Segunda, la propensión al deterioro no ha sido continua. Específicamente, la moneda mexicana ha alternado lapsos multianuales de debilitamiento con otros de interrupción de la tendencia, en los cuales el tipo de cambio se ha ubicado alrededor de cierto nivel, cada vez más alto.

Así, el precio del dólar en términos de pesos pasó de 5.00 a finales de 1994 a 20.10 a finales de septiembre de 2022. Esta depreciación incluyó episodios de rebasamiento (overshooting) que posteriormente se corrigieron, al menos en parte, relacionados con la erupción de la gran crisis financiera global, la elección del expresidente Trump y el brote del Covid-19.

A lo largo de estos años, se han observado tres rompimientos de tendencia, con “mesetas” que se sitúan en aproximadamente diez, trece y veinte pesos por dólar, correspondientes a septiembre 1998-agosto 2008, diciembre 2008-noviembre 2014, y diciembre 2016-septiembre 2022, respectivamente. A finales de septiembre de 2022, el tipo de cambio fue similar al promedio de este último período, por lo que no resultó tan peculiar.

Entre las teorías que podrían contribuir a entender el comportamiento cambiario de largo plazo descrito, destaca la condición de equilibrio conocida como “Paridad de Poder de Compra”, la cual, en términos simples, establece que la depreciación del peso tendería a reflejar el exceso de inflación de México respecto a Estados Unidos, más la caída en los “términos de intercambio”, definidos como el precio de las exportaciones en términos de las importaciones.

Esta relación parece aproximar razonablemente la historia. Desde finales de 1994, el tipo de cambio del peso frente al dólar se ha multiplicado por cuatro, mientras que el aumento del INPC ha sido 4.2 veces el del CPI de Estados Unidos. Este cálculo sugiere que los “términos de intercambio” han jugado un papel secundario en la determinación del tipo de cambio en el largo plazo.

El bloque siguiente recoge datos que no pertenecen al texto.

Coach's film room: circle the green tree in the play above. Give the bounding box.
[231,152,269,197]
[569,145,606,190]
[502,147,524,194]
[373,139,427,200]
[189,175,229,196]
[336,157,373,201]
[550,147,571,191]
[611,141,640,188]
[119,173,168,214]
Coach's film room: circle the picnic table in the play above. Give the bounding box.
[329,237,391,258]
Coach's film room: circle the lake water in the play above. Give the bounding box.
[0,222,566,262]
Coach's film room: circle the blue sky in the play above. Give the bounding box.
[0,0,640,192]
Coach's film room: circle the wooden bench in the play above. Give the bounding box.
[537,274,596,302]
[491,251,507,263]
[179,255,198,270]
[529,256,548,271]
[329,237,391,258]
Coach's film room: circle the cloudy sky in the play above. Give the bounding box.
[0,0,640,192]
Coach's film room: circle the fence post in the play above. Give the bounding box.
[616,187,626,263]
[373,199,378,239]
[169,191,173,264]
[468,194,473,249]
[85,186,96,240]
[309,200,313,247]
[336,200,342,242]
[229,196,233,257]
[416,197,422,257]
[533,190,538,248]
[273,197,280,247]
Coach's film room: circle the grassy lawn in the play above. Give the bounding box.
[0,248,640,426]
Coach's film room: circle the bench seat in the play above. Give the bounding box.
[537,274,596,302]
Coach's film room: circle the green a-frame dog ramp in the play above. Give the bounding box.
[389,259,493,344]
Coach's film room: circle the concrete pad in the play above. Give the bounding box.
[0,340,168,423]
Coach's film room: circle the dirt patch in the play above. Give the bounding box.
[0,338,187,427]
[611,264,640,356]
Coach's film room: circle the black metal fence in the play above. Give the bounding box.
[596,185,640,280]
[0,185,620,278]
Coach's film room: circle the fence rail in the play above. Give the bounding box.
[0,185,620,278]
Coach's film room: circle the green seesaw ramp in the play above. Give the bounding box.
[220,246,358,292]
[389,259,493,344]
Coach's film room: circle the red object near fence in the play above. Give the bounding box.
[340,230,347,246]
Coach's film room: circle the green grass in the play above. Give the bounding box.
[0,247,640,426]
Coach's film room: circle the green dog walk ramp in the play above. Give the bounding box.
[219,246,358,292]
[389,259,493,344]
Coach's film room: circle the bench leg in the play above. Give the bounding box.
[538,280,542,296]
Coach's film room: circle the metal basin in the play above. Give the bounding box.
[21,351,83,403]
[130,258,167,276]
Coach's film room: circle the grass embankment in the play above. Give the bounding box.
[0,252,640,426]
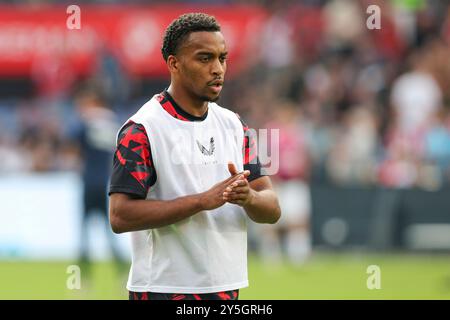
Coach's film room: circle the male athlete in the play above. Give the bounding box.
[110,13,280,300]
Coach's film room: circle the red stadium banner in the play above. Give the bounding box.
[0,5,267,77]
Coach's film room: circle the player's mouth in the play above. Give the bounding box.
[208,80,223,94]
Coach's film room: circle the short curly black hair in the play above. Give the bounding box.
[161,13,220,61]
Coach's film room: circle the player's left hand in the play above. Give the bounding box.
[223,178,254,207]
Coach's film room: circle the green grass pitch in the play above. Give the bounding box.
[0,253,450,300]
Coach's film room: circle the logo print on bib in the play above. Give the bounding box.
[196,137,215,156]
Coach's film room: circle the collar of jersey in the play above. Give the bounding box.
[161,89,208,121]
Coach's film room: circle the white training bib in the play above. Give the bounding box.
[123,96,248,293]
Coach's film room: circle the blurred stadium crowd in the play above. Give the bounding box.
[0,0,450,189]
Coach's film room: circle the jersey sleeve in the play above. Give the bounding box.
[236,113,265,182]
[109,121,156,199]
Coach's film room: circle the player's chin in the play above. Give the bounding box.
[203,92,220,102]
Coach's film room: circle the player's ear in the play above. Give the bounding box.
[166,55,179,72]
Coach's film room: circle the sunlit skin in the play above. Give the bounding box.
[167,31,228,116]
[163,31,280,221]
[110,31,281,233]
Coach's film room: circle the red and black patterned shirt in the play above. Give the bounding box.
[109,91,263,199]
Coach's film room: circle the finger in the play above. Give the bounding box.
[227,200,245,207]
[221,174,244,184]
[228,162,238,176]
[229,186,250,194]
[229,179,248,189]
[223,192,248,200]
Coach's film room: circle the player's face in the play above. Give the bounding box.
[177,31,227,101]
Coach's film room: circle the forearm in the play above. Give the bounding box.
[244,189,281,224]
[110,194,203,233]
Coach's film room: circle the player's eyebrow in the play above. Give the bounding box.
[195,51,228,57]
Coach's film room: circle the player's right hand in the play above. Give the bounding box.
[200,164,250,210]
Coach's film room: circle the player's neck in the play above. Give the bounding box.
[167,84,208,117]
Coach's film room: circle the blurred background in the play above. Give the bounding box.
[0,0,450,299]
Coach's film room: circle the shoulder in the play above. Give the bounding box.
[210,102,244,128]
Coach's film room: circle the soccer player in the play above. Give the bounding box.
[110,13,281,300]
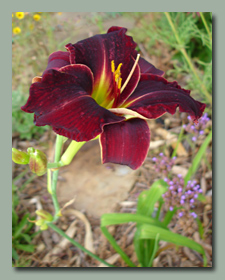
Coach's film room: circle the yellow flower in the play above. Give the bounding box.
[16,12,24,19]
[33,14,41,21]
[13,26,21,35]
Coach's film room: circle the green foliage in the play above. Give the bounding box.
[12,90,48,140]
[101,180,207,267]
[12,170,39,267]
[126,12,212,104]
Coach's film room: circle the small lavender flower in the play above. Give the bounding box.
[191,212,198,219]
[178,212,184,218]
[163,175,202,223]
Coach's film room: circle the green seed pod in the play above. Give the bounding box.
[27,148,47,176]
[12,148,30,164]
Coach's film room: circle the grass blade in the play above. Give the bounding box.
[101,227,136,267]
[139,224,207,266]
[137,179,168,216]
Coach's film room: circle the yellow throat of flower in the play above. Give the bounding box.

Es difícil elaborar una explicación sólida sobre por qué el peso ha mostrado tres períodos históricos de relativa estabilidad. Sin embargo, es posible concluir que cualquier firmeza del peso, por más asentada que parezca, puede cambiar, en cualquier momento, hacia la continuación de la trayectoria larga de debilidad.

El autor es exsubgobernador del Banco de México y autor de Economía Mexicana para Desencantados (FCE 2006).